When Aqualung landed in 1971, it was a pivot point—not just for Tull, but for rock itself. The psychedelic optimism of the ’60s had curdled; Vietnam was grinding on, Britain was in economic malaise, and the counterculture had lost its halo. British bands that had cut their teeth on blues—Tull included—were branching out, mixing hard rock’s grit with folk’s intimacy and, in Anderson’s case, a Renaissance-madrigal sense of melody. Aqualung is all three at once, and improbably, it works.

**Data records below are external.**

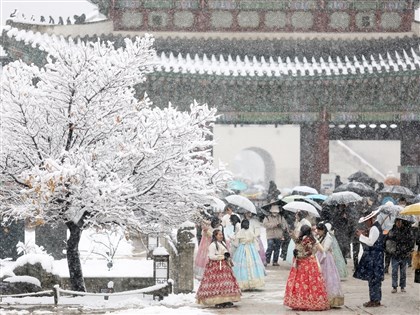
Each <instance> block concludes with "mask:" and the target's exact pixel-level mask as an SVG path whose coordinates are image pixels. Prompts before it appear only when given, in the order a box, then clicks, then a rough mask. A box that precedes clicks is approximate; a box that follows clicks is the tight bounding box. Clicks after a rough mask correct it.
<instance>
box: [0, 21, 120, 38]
mask: <svg viewBox="0 0 420 315" xmlns="http://www.w3.org/2000/svg"><path fill="white" fill-rule="evenodd" d="M7 24H9V25H11V26H12V27H17V28H19V29H23V30H31V31H33V32H34V33H36V32H40V33H42V34H44V33H46V34H55V35H63V36H71V37H73V38H74V37H79V36H80V37H83V36H93V35H100V34H110V33H112V31H113V29H114V27H113V24H112V21H110V20H104V21H99V22H92V23H85V24H72V25H40V24H27V23H19V22H12V21H11V20H9V21H7Z"/></svg>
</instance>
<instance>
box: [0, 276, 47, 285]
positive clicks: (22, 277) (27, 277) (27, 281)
mask: <svg viewBox="0 0 420 315" xmlns="http://www.w3.org/2000/svg"><path fill="white" fill-rule="evenodd" d="M3 281H5V282H10V283H16V282H25V283H32V284H34V285H36V286H38V287H41V282H40V281H39V280H38V279H37V278H35V277H31V276H13V277H9V278H6V279H4V280H3Z"/></svg>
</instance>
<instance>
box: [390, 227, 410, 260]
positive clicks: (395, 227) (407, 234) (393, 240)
mask: <svg viewBox="0 0 420 315" xmlns="http://www.w3.org/2000/svg"><path fill="white" fill-rule="evenodd" d="M386 240H392V241H395V242H396V251H395V253H394V254H390V255H391V256H392V257H398V258H409V257H410V253H411V252H412V251H413V248H414V235H413V234H412V233H411V229H410V227H409V226H407V227H405V226H402V227H401V228H398V227H397V226H396V225H395V224H394V226H393V227H392V229H391V230H390V231H389V232H388V235H387V236H386Z"/></svg>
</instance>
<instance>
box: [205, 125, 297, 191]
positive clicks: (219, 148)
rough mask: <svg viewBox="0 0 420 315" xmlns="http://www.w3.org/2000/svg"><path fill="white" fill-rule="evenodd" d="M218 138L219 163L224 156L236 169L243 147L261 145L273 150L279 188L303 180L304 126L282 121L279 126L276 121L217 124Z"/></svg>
mask: <svg viewBox="0 0 420 315" xmlns="http://www.w3.org/2000/svg"><path fill="white" fill-rule="evenodd" d="M214 139H215V141H216V145H215V146H214V149H213V155H214V158H215V161H216V163H218V160H219V159H220V160H221V161H222V162H224V163H227V164H228V168H230V169H231V170H232V171H233V166H234V164H235V158H237V157H238V155H239V153H240V152H241V150H246V149H248V148H250V147H258V148H261V149H263V150H265V151H267V152H268V153H270V155H271V157H272V158H273V160H274V163H275V167H276V169H275V176H274V178H275V182H276V184H277V187H278V188H280V189H281V188H282V187H293V186H296V185H298V184H299V176H300V171H299V168H300V128H299V126H298V125H281V126H280V125H279V126H278V127H277V128H275V126H274V125H246V126H243V127H241V126H239V125H237V127H236V128H235V127H234V126H233V125H216V126H215V127H214ZM245 156H246V155H245ZM244 167H245V168H246V167H252V165H250V166H248V164H247V161H244ZM235 169H237V167H235ZM266 185H268V183H266Z"/></svg>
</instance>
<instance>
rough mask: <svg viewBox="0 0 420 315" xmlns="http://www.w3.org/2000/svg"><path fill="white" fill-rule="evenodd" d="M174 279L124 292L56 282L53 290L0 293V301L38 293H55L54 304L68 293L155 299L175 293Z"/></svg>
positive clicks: (57, 304) (33, 295)
mask: <svg viewBox="0 0 420 315" xmlns="http://www.w3.org/2000/svg"><path fill="white" fill-rule="evenodd" d="M172 288H173V281H172V280H169V281H168V282H167V283H165V284H157V285H153V286H151V287H147V288H143V289H138V290H131V291H123V292H116V293H111V292H106V293H92V292H80V291H72V290H64V289H61V288H60V286H59V285H58V284H56V285H55V286H54V288H53V290H46V291H40V292H32V293H21V294H9V295H0V301H1V300H2V299H3V298H8V297H27V296H37V295H47V294H50V295H53V296H54V305H58V303H59V302H60V296H62V295H64V294H67V295H73V296H76V295H77V296H103V297H104V298H105V299H108V298H109V297H110V296H122V295H136V294H143V295H145V294H148V295H153V299H156V298H158V299H159V300H162V299H163V297H165V296H168V295H169V294H170V293H173V291H172Z"/></svg>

The opener, “Aqualung,” is Tull’s calling card—part character study, part social critique, and part suite. The lecherous street-dweller at its center is no saint, but Anderson paints him with enough human detail that you wonder if he’s a victim as much as a villain. The hard-rock opening riff is Martin Barre in full force, and the shift to the acoustic middle section is pure Tull—that moment when the bombast drops and Anderson’s acoustic guitar feels like the truer voice of the band.
“Cross-Eyed Mary” lives in the same world as Aqualung, but from the playground’s edge. She’s a schoolgirl prostitute who prefers her clients “letching grey,” but there’s a twist of charity in the way she steals from her johns to help others. It’s bawdy, biting, and a little absurd—Anderson’s smirk audible in every verse.
Then comes a run of short acoustic pieces—“Cheap Day Return,” “Mother Goose,” “Wond’ring Aloud,” “Slipstream”—that are, for me, the heart of the record. “Cheap Day Return” is a 60-second postcard from a nursing home visit, written after Anderson saw his father in hospital; the nurse asking for his autograph adds an almost absurd detachment. “Mother Goose” is a surreal tour through a mythical London, half fairy tale, half street-corner observation. “Wond’ring Aloud” is tender, domestic—a moment of new-love contemplation that finds its wisdom in the final couplet, which may be the album’s moral: “And it’s only the giving / That makes you what you are.” Even “Slipstream,” brief as it is, plays like a lyrical footnote, extending the album’s anti-religious undercurrent.
“My God” makes that undercurrent explicit. Anderson rails against organized religion, against the way people hide behind their gods to excuse cruelty. It builds into a remarkable flute-and-choir section, as if Anderson wanted to steal the church’s own tools to dismantle it. “Hymn 43” follows with a sneer—rock ’n’ roll blasphemy at its most concise: “If Jesus saves, he better save himself.”
“Locomotive Breath” has never been my favorite, but on the UHQR it has new life: the atmospheric piano intro shimmering, the rhythm section tightening into a slow-build groove before the train starts barreling forward. Anderson has said it’s about the unstoppable forces of capitalism and overpopulation, and once you hear it that way, the urgency makes more sense. Even if we wanted to at this point, how could we slow down?
The closer, “Wind-Up,” ties the album’s threads together: a rejection of blind faith in favor of personal truth. “I’d rather look around me, compose a better song,” Anderson sings, and that’s the thesis: don’t take the hand-me-down worldview; write your own music.
As much as Aqualung is remembered for its big riffs and iconic title track, I’ve always thought it’s Anderson’s quieter, more intricate writing that makes it endure. Tull could do the blues-rock thing as well as any of their peers, but Aqualung shows they could also craft something stranger and more lasting—an album that’s as much about the space between the notes as the notes themselves.
And that’s probably why, even though it’s not my favorite Tull record (that would be Heavy Horses, Darlene’s pick), it still spent a lot of time in my CD player back in Cincinnati. It’s the rare album that can sit comfortably between hard rock muscle, folk delicacy, and madrigal whimsy and sound utterly like itself.